Hichborn follows suit and drives home the point in no uncertain terms:
"Now, amazingly there are those that claim that now is not the right time for a personhood amendment. The old saying attributed to Edmund Burke 'All that is necessary for the triumph of evil is that good men do nothing' is well applied to those standing on the sidelines because they decided to do just what Burke warned against. They're simply doing nothing. And while they sit on their hands waiting — organizations like NARAL, Planned Parenthood and NOW are working to ensure another 35 years of killing babies."
Insulting one's target audience is a curious strategy to employ when, according to an April 6 news story in the Sioux Falls Argus Leader, Burton remarked that her group has collected just 60,000 of the 76,000 signatures required to place the initiative on the Colorado ballot. The deadline for submitting the petitions is May 14.
In addition to ALL, Burton's group has solicited the support of other ultra-conservative groups that don't mince words.
American Right to Life Action, a new Denver-based group, aims to upend National Right to Life, the standard-bearer antiabortion organization, which the young upstart views as too timid in its fight against "wicked courts" and "child-killing regulations." CER's petition coordinator and latest spokesman, Keith Mason, hails from Operation Rescue in Wichita, Kan., scene of some of the most strident protests in the nation.

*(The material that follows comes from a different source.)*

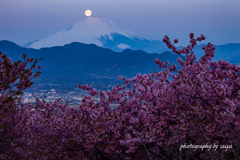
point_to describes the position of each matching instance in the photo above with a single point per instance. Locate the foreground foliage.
(155, 116)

Despite the tame wording, the measure appears to be an attempt to exploit the long-held belief by abortion foes that the Supreme Court's landmark 1973 Roe v Wade decision never addressed the equal protection clause under the 14th Amendment. By conferring state constitutional rights on a fertilized egg, antiabortion activists hope to chip away at the Roe decision.
Opponents argue that the ballot wording is overly broad and could be interpreted to outlaw abortion and some contraceptives that interfere with the implantation of a fertilized egg into the uterus — a key point in the dispute because a free-floating zygote does not meet the scientific definition of pregnancy since upwards of 50 percent of these cells do not naturally implant.
An ex-spokesman for CER confirmed the overarching goals to end abortion and curb hormone-based contraceptive use in press statements last summer but the group has since backed off making those claims in public.